The code, as shown, does not work if the table is sparse. In that case, either the table must be initialized with default values before the case-specific labels are filled in, or the unused table entries must be tracked as the case statement is compiled so that they can be filled in with their default values last. Both of these have been done successfully using two-pass assembly, but we will not give solutions here because this entire scheme is a digression that does not work with the ARM and the as assembler.
When function definitions are nested arbitrarily within other functions, as permitted by Kestrel, there is another problem. Consider this example:
a: procedure
-- some code
b: prodedure
-- body
end;
-- more code
end;
It would be nice, at compile time, to untangle the procedures a and b, so that the compiler output would look like the following:
A: -- receiving sequence for a
-- translation of some code
-- translation of more code
-- return sequence for a
B: -- receiving sequence for b
-- translation of body
-- return sequence for b
A compiler that generates the complete parse tree and then generates code from that parse tree can do this, but a one-pass compiler that generates code on the fly must resort to alternatives. One approach to this is to simply compile into successive memory locations in the order of the text of the program, with added branches to connect the parts of each subroutine. The result might look like the following:
A: -- receiving sequence for a
-- translation of some code
B ACONTINUE
B: -- receiving sequence for b
-- translation of body
-- return sequence for b
ACONTINUE:
-- translation of more code
-- return sequence for a
This imposes a run-time penalty for the nesting structure of the program, so it is worth looking for alternatives. One useful alternative offered by the Gnu as assembler is the notion of object code sections and subsections.
The assembler supports multiple assembly location counters. By default, code is assembled into the text section, but you can create other sections. Furthermore, each section can have subsections. Since the text section is the one that normally contains all of the executable code of a program, it is natural to put the code there, and it is reasonable to use subsections to organize that code. For the full details, see the documentation for the .section assembler operation, and the .text directive, equivalent to .section text.

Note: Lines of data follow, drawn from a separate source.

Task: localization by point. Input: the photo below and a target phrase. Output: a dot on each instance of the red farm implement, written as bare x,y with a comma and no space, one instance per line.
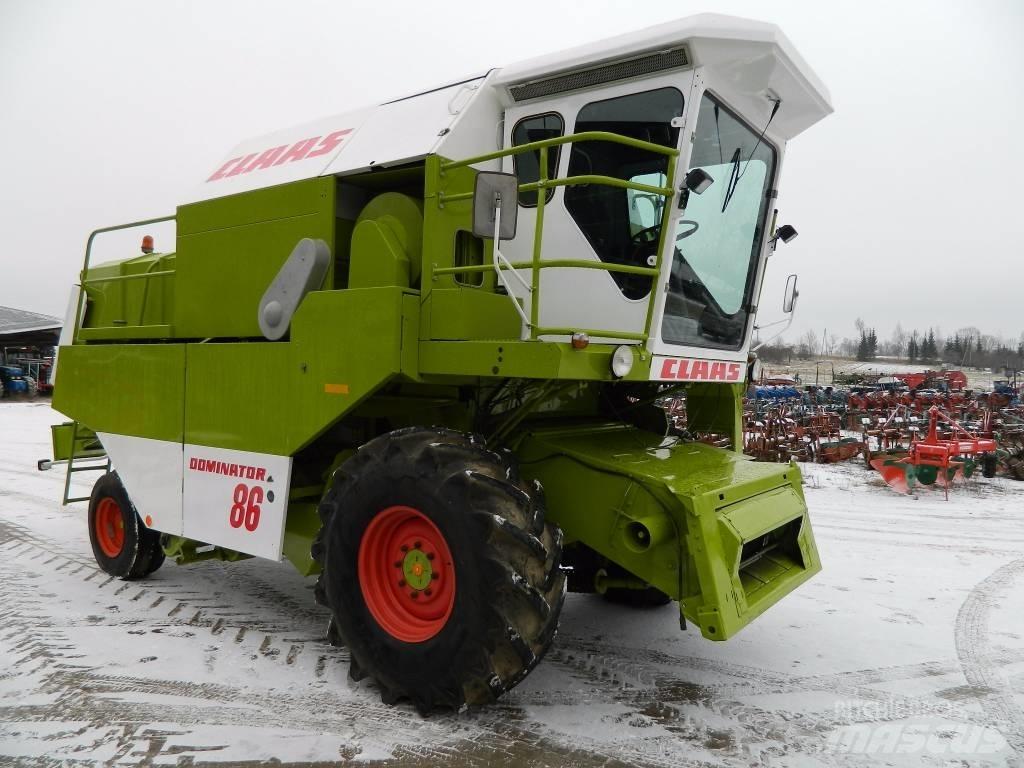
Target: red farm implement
935,459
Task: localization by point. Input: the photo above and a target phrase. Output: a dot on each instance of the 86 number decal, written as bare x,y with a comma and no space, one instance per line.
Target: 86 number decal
246,507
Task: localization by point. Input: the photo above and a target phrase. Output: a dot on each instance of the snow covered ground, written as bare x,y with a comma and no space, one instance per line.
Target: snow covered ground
907,649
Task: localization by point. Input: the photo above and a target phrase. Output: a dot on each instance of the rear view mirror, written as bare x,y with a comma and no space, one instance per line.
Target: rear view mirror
697,179
496,202
785,232
792,294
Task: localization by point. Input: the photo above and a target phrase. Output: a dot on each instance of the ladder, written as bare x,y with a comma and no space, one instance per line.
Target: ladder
84,446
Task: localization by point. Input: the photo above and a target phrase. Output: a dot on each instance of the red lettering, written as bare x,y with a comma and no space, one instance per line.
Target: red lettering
330,141
241,167
266,159
297,151
222,171
237,514
253,509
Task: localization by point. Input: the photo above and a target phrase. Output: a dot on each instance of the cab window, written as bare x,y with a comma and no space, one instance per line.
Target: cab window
527,130
621,223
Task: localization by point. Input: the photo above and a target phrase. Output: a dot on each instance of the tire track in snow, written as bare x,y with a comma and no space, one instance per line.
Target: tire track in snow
972,637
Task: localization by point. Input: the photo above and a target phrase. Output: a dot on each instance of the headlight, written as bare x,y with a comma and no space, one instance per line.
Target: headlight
622,360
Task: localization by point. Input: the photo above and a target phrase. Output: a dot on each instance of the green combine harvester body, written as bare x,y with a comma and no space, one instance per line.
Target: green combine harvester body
337,307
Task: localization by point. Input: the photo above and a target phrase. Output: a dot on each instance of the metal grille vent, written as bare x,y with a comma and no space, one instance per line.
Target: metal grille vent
609,73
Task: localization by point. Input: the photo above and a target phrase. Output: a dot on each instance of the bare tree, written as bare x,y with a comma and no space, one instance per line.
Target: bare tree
807,344
898,342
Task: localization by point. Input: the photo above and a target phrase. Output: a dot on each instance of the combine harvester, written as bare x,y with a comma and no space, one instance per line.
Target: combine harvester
415,349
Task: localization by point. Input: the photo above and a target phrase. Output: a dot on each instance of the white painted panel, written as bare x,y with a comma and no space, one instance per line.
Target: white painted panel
151,472
403,130
695,369
289,155
236,499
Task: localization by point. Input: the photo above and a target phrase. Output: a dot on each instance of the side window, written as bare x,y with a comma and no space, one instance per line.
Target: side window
622,224
527,130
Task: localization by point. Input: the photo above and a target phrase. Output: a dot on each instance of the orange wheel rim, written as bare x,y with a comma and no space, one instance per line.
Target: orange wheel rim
407,574
110,527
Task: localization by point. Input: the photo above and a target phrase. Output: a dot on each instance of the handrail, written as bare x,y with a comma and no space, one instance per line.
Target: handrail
557,141
88,257
544,183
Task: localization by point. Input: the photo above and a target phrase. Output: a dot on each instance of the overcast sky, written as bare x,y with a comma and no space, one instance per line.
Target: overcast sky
907,199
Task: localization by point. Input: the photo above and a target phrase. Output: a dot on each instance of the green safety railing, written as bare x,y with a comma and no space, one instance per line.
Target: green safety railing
146,275
541,186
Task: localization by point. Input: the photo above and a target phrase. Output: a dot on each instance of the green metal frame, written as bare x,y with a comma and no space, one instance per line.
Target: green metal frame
97,333
537,264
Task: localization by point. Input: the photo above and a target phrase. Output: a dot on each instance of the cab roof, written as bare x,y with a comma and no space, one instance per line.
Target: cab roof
755,58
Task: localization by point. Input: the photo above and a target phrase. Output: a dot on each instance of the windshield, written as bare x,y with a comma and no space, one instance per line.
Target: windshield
719,237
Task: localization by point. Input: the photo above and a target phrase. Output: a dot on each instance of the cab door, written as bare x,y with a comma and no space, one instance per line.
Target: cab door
596,222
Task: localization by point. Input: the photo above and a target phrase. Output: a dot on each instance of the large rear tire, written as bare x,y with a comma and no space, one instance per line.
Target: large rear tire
121,543
438,568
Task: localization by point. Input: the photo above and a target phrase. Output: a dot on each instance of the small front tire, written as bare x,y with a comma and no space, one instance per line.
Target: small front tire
121,543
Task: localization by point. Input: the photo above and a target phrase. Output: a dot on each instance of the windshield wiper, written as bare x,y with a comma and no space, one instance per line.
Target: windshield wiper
736,174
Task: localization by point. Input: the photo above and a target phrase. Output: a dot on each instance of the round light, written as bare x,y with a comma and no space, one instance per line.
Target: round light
622,360
754,370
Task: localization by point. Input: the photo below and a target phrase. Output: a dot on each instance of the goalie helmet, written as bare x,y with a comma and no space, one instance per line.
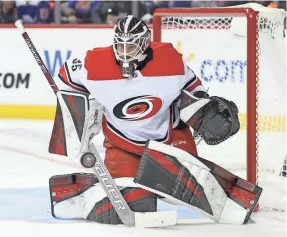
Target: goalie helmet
132,38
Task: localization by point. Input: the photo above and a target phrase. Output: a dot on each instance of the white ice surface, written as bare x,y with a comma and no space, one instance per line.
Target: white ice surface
26,167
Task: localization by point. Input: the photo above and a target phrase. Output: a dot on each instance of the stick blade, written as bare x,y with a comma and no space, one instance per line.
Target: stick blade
19,25
155,219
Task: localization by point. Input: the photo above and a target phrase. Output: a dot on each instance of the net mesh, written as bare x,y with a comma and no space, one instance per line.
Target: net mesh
216,49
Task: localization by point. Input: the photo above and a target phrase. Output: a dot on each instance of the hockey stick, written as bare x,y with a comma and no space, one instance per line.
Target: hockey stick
93,160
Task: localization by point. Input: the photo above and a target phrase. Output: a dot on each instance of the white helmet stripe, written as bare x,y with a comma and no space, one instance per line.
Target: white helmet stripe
136,26
119,26
128,23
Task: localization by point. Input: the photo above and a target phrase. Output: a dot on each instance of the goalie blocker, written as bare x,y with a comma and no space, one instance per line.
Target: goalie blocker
173,174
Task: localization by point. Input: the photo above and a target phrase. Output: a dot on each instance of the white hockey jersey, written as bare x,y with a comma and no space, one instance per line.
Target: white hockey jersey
137,109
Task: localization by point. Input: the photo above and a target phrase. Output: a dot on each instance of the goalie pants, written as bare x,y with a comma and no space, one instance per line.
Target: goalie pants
121,163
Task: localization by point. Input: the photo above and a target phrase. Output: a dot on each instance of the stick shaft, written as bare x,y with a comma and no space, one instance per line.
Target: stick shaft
38,59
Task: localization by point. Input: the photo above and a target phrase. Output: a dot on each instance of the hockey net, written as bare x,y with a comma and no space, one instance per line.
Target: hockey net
240,54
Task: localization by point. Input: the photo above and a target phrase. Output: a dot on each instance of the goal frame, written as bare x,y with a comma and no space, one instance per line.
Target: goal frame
251,67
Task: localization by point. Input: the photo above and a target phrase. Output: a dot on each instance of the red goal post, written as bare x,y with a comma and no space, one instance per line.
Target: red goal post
221,40
252,35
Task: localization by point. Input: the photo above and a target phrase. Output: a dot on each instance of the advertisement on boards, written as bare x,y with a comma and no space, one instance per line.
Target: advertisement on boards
218,57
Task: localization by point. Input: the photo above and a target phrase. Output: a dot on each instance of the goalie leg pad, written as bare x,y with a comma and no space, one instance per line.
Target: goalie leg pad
201,184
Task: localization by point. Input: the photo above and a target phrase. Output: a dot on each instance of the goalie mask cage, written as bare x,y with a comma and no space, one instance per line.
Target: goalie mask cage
240,54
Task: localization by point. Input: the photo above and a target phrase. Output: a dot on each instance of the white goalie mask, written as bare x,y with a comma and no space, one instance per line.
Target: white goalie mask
131,39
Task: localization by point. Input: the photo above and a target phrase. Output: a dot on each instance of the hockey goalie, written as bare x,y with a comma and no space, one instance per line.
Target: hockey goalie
147,101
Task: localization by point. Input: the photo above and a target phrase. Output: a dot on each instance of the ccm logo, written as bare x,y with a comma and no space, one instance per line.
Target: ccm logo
116,199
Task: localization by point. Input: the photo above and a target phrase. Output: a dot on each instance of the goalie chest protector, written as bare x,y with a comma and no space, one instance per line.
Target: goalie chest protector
136,109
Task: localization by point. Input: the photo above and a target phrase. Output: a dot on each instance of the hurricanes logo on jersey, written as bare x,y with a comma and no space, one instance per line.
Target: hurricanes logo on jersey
138,108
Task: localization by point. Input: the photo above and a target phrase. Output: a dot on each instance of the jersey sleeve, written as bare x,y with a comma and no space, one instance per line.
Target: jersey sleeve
191,82
71,75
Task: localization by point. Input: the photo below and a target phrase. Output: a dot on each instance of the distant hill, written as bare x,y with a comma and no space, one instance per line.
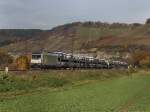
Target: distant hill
80,36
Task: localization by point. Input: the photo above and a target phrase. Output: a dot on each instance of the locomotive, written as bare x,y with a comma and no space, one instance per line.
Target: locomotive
60,60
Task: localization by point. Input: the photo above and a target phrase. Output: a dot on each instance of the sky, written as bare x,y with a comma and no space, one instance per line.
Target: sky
46,14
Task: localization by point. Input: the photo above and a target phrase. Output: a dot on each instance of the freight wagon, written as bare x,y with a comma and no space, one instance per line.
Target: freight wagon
60,60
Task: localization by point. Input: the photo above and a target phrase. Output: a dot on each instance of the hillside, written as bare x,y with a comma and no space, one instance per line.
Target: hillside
80,36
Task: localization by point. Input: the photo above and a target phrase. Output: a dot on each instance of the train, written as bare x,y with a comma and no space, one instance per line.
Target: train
61,60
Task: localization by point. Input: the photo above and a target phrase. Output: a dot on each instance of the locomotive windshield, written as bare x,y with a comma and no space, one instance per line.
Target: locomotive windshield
36,56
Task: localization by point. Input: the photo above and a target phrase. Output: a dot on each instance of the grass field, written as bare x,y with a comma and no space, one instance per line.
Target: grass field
89,91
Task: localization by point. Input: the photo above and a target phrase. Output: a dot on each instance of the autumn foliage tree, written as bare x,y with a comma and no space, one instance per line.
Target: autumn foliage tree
5,58
22,63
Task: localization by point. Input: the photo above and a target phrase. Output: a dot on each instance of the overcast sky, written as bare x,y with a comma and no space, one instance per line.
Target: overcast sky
45,14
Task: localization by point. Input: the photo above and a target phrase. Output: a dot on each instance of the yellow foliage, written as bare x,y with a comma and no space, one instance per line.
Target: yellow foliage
22,63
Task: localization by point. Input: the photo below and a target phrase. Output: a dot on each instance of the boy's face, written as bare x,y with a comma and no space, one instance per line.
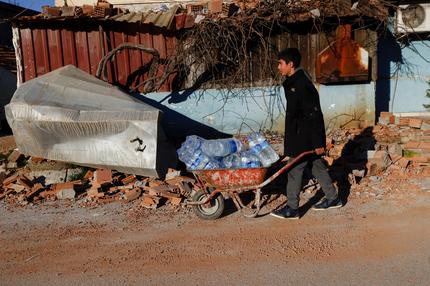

We could, for example, put each subroutine into a separate subsection of the text section by replacing the branch around each nested subroutine with a .text directive specifying a new subsection:
.text 1
A: -- receiving sequence for a
-- translation of some code
.text 2
B: -- receiving sequence for b
-- translation of body
-- return sequence for b
.text 1
-- translation of more code
-- return sequence for a
By generating code this way, the body of each routine is assembled into one contiguous subsection of the text section, where these subsections are appended to each other to form the entire program.